Take COmmand 14 is JP Software's latest release - a powerful alternative to the regular Windows command prompt. And now it’s more powerful still, courtesy of some useful additions to the program’s scripting language.
The new TPIPE command, for instance, allows you to filter, convert and process text in a variety of ways. You can convert files to and from Unicode, for instance; convert the end-of-line type; use Grep-type line-based filters, and run a search and replace filter on a file.
And just one TPIPE switch – /simple – probably adds more filtering functionality than we’ve ever seen in a single program.

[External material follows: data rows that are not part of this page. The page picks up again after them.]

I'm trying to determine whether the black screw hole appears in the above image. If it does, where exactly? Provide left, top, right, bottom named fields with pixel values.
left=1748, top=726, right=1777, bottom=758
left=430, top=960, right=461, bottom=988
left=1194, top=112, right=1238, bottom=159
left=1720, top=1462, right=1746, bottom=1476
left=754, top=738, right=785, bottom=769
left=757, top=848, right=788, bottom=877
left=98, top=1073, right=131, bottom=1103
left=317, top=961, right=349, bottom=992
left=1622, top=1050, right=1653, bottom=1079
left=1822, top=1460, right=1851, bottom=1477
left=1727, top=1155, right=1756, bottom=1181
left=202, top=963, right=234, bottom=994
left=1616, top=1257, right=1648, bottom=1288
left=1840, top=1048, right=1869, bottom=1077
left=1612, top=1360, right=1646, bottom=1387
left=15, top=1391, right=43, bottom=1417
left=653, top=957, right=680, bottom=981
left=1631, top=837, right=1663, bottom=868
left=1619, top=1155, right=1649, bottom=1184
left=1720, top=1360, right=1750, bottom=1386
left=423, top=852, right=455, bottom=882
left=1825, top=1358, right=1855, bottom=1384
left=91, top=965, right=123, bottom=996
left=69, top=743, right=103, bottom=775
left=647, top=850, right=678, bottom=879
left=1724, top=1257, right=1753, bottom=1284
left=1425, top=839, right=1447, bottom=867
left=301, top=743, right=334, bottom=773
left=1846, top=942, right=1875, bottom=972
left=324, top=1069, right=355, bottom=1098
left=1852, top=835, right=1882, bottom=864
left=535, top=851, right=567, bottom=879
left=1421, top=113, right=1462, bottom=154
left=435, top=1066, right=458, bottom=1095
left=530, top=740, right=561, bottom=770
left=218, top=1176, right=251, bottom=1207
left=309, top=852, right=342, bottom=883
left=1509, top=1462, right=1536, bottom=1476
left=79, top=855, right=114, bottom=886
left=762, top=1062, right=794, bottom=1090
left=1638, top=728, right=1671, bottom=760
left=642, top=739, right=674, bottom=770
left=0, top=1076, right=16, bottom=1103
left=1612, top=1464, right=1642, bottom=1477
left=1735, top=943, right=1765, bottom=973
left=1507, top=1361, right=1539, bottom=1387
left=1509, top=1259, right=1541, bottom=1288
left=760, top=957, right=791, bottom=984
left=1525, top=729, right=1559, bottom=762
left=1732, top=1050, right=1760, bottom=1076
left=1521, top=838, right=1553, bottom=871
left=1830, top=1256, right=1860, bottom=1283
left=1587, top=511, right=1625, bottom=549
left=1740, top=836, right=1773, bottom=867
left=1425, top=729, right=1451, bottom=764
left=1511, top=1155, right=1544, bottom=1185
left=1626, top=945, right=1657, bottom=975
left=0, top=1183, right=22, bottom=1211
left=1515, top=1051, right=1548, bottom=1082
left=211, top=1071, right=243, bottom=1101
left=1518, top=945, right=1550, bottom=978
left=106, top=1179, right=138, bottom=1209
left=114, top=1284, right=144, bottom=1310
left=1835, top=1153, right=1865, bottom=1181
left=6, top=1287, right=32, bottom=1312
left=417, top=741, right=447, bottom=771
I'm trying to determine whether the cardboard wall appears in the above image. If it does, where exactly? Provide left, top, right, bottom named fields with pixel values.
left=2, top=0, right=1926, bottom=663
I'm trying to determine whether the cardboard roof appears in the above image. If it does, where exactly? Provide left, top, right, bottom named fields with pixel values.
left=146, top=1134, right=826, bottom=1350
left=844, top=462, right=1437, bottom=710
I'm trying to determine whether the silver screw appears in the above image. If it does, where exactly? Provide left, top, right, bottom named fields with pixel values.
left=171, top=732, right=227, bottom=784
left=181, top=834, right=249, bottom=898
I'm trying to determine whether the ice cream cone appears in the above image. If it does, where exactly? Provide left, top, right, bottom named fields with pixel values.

There are options to convert a file to upper or lower case, or toggle case entirely; you can remove text from the beginning or end of lines; you’re able to UUEncode or UUDecode, MIME Encode or Decode a file; strip the email headers from a file; convert PDF documents and Excel spreadsheets to text, and much more (80 options in total).
Bring the command line right up-to-date with this powerful scripting tool
Another highlight is the ability to create a new Windows desktop from the command line, or a script, and switch to it later.
The new RESOLUTION command allows you to set the resolution, colour depth and refresh rate of a particular display.
If you enter a command such as COPY without any arguments then Take Command will now display the relevant command dialog, a welcome usability improvement.
And there are plenty of enhancements behind the scenes, too, with a major reworking of the Internet code, and the IDE editor being updated to a new version of Scintilla.
The only bad news we could find is that JP Software aren’t going to be following their usual pattern of releasing a cut-down freebie version of the latest build: there’s not going to be a TCC/LE 14.0.
If you’re on a budget, then, the best option is to download TCC/LE 13.0, which remains powerful for a free command line alternative.
The full Take Command 14.0 build offers considerably more functionality, though, more than enough to justify its US$99.95 price tag. And if you’re interested then the 30-day trial build gives you plenty of time to explore this for yourself.